"Call for the Dead", de John Le Carré.
Ce n’est un secret pour personne, j’ai un faible pour les fictions d’espionnage. Probablement parce que j’ai grandi pendant la guerre froide, en regardant des séries comme “Le Prisonnier”, “Mission: Impossible”, “The Avengers”, “The Men from U.N.C.L.E” ou encore “Sloane, agent spécial”.
Parmi les grands auteurs de la littérature d’espionnage, John Le Carré fait figure de monstre sacré, de référence ultime, et bizarrement, je ne l’avais encore jamais lu. Ayant vu récemment un film tiré de son oeuvre, l’excellent “L’espion qui venait du froid” avec Richard Burton et Claire Bloom, je me suis promis de lire certains de ses romans, et j’ai commencé par celui-ci, trouvé en v.o. chez Waterstones (le titre français est “L’appel du mort”). De quoi ça parle?
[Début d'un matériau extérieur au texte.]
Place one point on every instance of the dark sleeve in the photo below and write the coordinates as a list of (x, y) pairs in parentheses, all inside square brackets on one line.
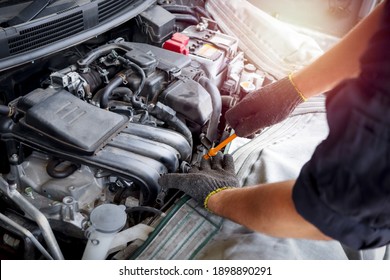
[(344, 190)]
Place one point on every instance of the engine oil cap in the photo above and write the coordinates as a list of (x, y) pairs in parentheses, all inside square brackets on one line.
[(108, 218)]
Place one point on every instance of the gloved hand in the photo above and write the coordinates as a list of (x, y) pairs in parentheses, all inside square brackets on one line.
[(264, 107), (213, 175)]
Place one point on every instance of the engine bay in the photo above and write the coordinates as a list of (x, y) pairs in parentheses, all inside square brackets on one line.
[(90, 130)]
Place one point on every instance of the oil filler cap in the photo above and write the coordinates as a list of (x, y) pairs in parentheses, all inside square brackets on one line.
[(108, 218)]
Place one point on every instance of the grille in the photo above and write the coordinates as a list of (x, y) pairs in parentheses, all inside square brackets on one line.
[(109, 8), (44, 34)]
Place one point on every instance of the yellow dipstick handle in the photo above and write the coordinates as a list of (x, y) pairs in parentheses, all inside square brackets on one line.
[(213, 151)]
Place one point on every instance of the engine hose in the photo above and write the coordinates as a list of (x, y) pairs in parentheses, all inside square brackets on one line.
[(227, 101), (202, 12), (216, 101), (145, 209), (166, 114), (187, 19), (107, 91), (51, 169), (96, 53), (123, 92), (179, 9), (135, 101), (4, 110)]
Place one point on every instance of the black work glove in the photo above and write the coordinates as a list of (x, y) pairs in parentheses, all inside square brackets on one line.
[(264, 107), (213, 175)]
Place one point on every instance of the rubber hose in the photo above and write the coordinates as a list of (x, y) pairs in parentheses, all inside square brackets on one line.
[(187, 19), (4, 110), (106, 95), (179, 9), (53, 172), (216, 102)]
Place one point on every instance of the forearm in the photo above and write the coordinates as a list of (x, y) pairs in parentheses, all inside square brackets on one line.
[(340, 62), (265, 208)]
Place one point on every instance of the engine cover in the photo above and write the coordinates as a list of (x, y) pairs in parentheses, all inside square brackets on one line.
[(64, 126)]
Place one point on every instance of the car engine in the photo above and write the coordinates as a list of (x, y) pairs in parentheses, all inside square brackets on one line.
[(90, 130)]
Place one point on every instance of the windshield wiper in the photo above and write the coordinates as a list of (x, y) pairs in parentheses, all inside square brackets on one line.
[(29, 12)]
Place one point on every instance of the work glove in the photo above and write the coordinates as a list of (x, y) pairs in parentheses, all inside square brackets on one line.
[(212, 176), (264, 107)]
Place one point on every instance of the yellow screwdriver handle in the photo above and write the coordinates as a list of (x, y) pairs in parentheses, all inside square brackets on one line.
[(213, 151)]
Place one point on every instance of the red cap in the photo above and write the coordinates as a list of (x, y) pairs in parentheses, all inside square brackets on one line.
[(178, 43)]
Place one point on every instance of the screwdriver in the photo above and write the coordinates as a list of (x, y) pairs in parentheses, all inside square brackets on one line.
[(213, 151)]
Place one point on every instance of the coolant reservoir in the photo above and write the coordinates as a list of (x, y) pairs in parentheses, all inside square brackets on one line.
[(106, 221)]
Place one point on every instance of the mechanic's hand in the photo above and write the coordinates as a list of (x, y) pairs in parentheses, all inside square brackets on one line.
[(264, 107), (213, 175)]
Le personnage principal est George Smiley, un agent petit et rondouillard qui travaille pour les services secrets de sa majesté. Il a été chargé d’un contrôle de routine d’un fonctionnaire travaillant pour les affaires étrangères, Samuel Fennan, qui avait des fréquentations communistes dans sa jeunesse étudiante.
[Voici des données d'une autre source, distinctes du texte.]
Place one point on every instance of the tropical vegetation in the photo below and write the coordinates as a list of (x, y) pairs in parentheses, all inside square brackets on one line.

Peu de temps après, il apprend le suicide de Fennan, et s’en étonne, dans la mesure où le contrôle s’était bien passé et qu’il l’avait jugé bon pour le service. Plus curieux encore, la veuve de Fennan, Elsa, semble le blâmer de la mort de son mari. Alors qu’il examine le bureau du mort, il reçoit un appel téléphonique préprogrammé par Samuel Fennan lui-même. Il comprend alors que celui-ci n’a pas pu se suicider, et va mener l’enquête, malgré les réticences de sa hiérarchie.
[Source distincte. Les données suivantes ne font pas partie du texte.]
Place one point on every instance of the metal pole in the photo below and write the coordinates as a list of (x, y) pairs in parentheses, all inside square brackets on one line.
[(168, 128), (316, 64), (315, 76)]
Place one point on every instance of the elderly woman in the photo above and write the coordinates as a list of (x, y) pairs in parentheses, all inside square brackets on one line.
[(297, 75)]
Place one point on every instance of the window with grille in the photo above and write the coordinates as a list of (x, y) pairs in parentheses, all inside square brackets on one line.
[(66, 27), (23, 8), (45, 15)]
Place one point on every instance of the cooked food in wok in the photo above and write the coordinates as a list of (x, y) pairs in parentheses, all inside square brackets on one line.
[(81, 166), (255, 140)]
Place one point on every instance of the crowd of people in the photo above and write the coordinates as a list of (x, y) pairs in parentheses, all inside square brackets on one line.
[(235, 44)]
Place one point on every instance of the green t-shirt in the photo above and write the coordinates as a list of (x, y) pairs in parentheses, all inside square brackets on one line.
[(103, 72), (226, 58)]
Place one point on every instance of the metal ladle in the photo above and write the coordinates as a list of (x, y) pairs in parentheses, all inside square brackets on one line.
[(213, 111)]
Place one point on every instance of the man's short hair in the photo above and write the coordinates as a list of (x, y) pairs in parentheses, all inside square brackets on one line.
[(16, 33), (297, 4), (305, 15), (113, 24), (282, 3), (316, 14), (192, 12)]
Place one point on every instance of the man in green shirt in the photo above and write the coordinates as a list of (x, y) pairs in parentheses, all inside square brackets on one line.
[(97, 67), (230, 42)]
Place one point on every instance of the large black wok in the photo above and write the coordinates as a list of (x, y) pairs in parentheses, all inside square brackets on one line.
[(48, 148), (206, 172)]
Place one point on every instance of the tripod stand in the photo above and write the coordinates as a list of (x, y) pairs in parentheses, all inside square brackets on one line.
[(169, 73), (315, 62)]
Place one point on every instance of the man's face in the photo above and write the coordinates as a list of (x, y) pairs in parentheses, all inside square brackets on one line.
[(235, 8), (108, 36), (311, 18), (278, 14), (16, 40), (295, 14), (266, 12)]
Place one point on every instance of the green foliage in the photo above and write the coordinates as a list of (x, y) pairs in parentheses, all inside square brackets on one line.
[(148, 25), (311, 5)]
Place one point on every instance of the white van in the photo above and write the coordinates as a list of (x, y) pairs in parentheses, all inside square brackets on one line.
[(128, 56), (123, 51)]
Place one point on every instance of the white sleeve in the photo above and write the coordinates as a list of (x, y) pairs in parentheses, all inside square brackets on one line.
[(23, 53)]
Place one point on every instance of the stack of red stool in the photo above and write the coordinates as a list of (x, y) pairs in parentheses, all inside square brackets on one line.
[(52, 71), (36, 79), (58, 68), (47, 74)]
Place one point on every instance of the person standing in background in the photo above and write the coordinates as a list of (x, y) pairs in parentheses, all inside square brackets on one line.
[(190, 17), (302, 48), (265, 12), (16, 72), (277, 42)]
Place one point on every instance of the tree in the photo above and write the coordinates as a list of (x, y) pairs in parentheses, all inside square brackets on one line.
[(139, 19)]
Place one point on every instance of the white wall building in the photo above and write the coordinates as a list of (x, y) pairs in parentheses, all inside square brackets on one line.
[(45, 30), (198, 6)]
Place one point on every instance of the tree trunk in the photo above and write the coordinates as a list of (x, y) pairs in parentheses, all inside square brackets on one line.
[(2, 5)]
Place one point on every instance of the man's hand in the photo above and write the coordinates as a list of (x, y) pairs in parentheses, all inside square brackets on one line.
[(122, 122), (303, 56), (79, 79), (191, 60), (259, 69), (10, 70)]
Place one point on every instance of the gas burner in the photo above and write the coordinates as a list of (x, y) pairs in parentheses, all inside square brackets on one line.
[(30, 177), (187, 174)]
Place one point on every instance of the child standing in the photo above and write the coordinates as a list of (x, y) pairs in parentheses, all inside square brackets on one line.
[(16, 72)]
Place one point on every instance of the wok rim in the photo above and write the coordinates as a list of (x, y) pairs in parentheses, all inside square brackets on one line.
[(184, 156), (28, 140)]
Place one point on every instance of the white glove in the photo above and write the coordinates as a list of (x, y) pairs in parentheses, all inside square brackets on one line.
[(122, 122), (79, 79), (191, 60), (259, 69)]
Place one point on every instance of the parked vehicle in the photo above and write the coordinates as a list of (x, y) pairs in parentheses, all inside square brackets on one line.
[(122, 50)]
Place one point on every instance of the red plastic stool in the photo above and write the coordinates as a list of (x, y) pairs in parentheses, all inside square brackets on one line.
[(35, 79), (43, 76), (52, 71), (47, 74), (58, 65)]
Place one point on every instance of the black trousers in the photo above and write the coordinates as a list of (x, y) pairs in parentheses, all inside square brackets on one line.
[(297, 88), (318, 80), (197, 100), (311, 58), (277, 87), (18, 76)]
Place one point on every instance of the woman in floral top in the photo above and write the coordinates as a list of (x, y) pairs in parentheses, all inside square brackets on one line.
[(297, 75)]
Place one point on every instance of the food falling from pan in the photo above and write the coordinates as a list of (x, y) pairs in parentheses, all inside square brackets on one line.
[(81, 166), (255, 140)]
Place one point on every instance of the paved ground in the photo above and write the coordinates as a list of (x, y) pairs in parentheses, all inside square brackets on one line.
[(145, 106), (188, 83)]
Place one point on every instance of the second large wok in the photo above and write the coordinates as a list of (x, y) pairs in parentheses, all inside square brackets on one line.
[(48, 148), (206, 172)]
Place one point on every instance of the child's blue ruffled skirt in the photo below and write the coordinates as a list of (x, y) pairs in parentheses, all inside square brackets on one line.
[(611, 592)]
Ce roman est le tout premier écrit de John Le Carré, qui met en scène pour la première fois le personnage de Smiley. Il est plutôt bien écrit, et a même, il faut bien l’avouer, un vocabulaire légèrement trop riche pour mon niveau d’anglais. L’intrigue en elle-même n’est pas si extraordinaire, si on la compare à celle de l’espion qui venait du froid, par exemple. Il faut dire que ce roman est plutôt court, cela doit jouer. Bref, l’un dans l’autre une expérience moyenne, qui me donne envie de creuser, mais peut-être pas en anglais.